Department of Psychology, Faculty of Medicine, Dentistry and Health Sciences, University of Western Australia, Perth, Western Australia, Australia.
BJPsych Open. 2022 Jul 25;8(4):e143. doi: 10.1192/bjo.2022.544.
Visual experiences such as hallucinations are commonly reported by people with psychosis, psychological trauma and dissociative states, although questions remain about their similarities and differences. For diagnostic and therapeutic purposes, clinical research must better delineate and compare the characteristics of these experiences in post-traumatic stress disorder (PTSD) and in schizophrenia.
To compare visual phenomena and dissociation in participants with a primary psychotic illness and those with a trauma diagnosis.

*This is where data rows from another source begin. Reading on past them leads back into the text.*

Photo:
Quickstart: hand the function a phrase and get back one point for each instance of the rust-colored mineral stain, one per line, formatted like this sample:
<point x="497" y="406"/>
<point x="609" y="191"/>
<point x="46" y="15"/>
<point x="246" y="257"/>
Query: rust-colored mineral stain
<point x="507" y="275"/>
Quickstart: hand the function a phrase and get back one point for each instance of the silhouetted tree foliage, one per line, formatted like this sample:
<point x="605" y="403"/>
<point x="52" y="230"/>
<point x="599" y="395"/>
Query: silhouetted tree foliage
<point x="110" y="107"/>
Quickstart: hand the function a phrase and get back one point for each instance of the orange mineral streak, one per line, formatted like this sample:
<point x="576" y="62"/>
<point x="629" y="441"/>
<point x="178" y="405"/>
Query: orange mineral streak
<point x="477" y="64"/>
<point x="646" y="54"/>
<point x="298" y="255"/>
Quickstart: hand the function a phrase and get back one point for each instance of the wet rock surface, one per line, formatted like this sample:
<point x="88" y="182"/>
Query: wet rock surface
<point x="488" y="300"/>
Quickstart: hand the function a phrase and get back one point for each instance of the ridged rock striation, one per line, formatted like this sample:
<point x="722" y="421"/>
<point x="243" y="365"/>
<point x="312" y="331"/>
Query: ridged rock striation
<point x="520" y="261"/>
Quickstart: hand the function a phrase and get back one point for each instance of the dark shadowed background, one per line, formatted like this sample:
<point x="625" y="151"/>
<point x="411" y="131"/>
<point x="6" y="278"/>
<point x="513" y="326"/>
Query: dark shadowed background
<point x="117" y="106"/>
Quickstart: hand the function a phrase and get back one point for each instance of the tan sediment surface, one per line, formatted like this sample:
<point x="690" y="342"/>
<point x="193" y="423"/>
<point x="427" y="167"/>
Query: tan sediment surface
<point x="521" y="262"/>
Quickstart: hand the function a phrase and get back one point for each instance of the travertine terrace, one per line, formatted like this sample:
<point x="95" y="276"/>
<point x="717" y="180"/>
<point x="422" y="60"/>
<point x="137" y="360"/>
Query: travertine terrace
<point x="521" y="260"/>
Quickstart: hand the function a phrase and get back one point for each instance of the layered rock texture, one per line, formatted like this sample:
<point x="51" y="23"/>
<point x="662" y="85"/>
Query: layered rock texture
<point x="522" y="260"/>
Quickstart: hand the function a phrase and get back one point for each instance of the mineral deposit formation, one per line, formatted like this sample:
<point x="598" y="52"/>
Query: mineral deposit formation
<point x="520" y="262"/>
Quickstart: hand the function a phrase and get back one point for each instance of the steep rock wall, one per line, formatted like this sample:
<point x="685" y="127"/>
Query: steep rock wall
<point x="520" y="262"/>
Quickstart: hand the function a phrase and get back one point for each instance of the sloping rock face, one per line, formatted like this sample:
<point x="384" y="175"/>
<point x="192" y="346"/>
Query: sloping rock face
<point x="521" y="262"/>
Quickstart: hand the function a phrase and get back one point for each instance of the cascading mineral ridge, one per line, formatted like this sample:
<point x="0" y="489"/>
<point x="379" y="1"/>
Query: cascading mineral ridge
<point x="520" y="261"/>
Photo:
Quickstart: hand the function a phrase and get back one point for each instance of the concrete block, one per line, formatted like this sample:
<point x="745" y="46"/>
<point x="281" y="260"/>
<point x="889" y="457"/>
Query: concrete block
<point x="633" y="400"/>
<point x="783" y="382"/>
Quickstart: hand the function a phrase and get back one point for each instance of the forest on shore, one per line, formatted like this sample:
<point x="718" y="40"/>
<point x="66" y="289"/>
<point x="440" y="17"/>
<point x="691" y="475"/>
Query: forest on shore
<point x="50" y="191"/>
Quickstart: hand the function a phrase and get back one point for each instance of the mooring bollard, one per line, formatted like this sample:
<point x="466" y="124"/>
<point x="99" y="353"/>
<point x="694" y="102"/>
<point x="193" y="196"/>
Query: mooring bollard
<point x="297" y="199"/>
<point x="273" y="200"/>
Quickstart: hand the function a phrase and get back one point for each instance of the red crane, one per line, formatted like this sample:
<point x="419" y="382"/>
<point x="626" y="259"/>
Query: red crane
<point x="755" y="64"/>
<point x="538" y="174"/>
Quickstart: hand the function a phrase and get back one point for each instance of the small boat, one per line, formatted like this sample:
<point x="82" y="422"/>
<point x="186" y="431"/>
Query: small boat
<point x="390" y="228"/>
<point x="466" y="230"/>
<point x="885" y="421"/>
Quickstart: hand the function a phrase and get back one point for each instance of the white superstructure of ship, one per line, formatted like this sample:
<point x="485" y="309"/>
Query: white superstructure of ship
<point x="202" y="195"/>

A quantitative group design study comparing visual phenomena in three participant groups who also have a history of hearing voices: schizophrenia and no trauma history ( = 19), PTSD with dissociation ( = 17) and comorbid schizophrenia and PTSD ( = 20). Validated clinical measures included the North-East Visual Hallucination Interview, PTSD Symptoms Scale Interview, Clinician Administered Dissociative States Scale, Psychotic Symptoms Rating Scales and Positive and Negative Syndrome Scale.

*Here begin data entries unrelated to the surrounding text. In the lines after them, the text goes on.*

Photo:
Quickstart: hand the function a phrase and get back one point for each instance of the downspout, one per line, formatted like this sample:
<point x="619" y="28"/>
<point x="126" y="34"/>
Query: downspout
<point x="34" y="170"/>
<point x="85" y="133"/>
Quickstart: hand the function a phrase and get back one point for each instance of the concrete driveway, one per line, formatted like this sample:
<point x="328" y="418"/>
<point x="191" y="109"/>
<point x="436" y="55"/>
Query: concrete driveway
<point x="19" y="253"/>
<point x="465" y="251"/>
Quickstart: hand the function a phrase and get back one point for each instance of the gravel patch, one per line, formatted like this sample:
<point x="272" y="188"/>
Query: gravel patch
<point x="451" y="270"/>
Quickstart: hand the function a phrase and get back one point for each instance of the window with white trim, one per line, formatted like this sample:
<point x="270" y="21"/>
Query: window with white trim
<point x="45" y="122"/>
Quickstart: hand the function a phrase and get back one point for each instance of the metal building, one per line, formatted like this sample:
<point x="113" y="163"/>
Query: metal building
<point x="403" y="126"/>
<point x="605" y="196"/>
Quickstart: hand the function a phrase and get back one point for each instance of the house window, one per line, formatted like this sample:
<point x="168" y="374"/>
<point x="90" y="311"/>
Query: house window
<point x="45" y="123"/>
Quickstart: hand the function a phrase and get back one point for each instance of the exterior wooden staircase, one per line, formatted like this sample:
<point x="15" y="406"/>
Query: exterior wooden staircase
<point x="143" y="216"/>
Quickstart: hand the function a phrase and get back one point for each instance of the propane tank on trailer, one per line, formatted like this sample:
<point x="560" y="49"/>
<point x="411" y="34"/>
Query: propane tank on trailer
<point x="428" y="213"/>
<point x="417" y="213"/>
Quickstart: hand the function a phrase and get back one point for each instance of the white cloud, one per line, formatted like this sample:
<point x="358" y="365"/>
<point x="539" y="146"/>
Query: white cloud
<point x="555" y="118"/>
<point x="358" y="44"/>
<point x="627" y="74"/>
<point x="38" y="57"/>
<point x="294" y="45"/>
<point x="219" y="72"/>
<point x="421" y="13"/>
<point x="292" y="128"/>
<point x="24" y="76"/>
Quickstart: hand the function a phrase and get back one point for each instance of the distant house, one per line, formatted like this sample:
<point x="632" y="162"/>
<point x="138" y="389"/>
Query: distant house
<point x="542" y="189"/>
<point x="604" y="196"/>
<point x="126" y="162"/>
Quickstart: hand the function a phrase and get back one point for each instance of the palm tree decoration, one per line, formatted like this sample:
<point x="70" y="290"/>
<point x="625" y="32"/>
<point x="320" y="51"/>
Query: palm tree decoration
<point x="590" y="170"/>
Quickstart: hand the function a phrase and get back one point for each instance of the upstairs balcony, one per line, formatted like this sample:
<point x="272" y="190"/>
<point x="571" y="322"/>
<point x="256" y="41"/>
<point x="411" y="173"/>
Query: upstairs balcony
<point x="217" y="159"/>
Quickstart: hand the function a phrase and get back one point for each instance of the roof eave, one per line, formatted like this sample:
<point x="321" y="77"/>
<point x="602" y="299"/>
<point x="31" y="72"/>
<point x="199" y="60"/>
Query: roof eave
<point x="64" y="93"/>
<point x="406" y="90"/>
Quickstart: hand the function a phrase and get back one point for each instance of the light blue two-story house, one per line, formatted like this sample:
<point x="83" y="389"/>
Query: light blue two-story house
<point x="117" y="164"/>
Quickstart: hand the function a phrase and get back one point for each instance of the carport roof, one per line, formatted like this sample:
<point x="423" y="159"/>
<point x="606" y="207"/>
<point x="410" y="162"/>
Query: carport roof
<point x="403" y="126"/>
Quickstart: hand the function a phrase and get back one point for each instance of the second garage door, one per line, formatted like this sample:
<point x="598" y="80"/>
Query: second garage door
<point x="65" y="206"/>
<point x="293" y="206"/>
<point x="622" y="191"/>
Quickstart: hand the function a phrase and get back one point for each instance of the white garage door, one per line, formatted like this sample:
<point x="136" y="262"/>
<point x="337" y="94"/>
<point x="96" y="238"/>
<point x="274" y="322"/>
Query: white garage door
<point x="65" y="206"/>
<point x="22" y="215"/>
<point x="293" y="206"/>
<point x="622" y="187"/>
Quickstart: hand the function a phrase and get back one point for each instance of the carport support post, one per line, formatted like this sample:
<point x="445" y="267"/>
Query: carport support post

There was a remarkable similarity in visual experiences, including rates of complex visual hallucinations, between the three diagnostic groups. There were no significant differences in the severity or components of distress surrounding the visual experiences. Dissociation predicted visual hallucination severity for the comorbid schizophrenia and PTSD group, but not for PTSD or schizophrenia alone.
Visual experiences in PTSD can include visual hallucinations that are indistinguishable from those experienced in schizophrenia. Multimodal hallucinations are frequently observed in both schizophrenia and PTSD. A model for visual hallucinations in PTSD is suggested, following two separate neurobiological pathways based on distinct responses to trauma.
幻觉等视觉体验在患有精神病、心理创伤和分离状态的人群中很常见,尽管它们之间的异同仍存在疑问。出于诊断和治疗目的,临床研究必须更好地描述和比较创伤后应激障碍(PTSD)和精神分裂症中这些体验的特征。
比较原发性精神病患者和有创伤诊断的参与者的视觉现象和分离情况。
一项定量组设计研究,比较三组有幻听史的参与者的视觉现象:精神分裂症且无创伤史(n = 19)、伴有分离的创伤后应激障碍(n = 17)以及精神分裂症和创伤后应激障碍共病(n = 20)。经过验证的临床测量工具包括东北视觉幻觉访谈、创伤后应激障碍症状量表访谈、临床医生施测的分离状态量表、精神病症状评定量表以及阳性和阴性症状量表。
三个诊断组在视觉体验方面存在显著相似性,包括复杂视觉幻觉的发生率。围绕视觉体验的痛苦严重程度或组成部分没有显著差异。分离可预测精神分裂症和创伤后应激障碍共病组的视觉幻觉严重程度,但对单独的创伤后应激障碍或精神分裂症组则不然。
创伤后应激障碍中的视觉体验可能包括与精神分裂症中难以区分的视觉幻觉。精神分裂症和创伤后应激障碍中都经常观察到多模式幻觉。基于对创伤的不同反应,遵循两条独立的神经生物学途径,提出了创伤后应激障碍中视觉幻觉的模型。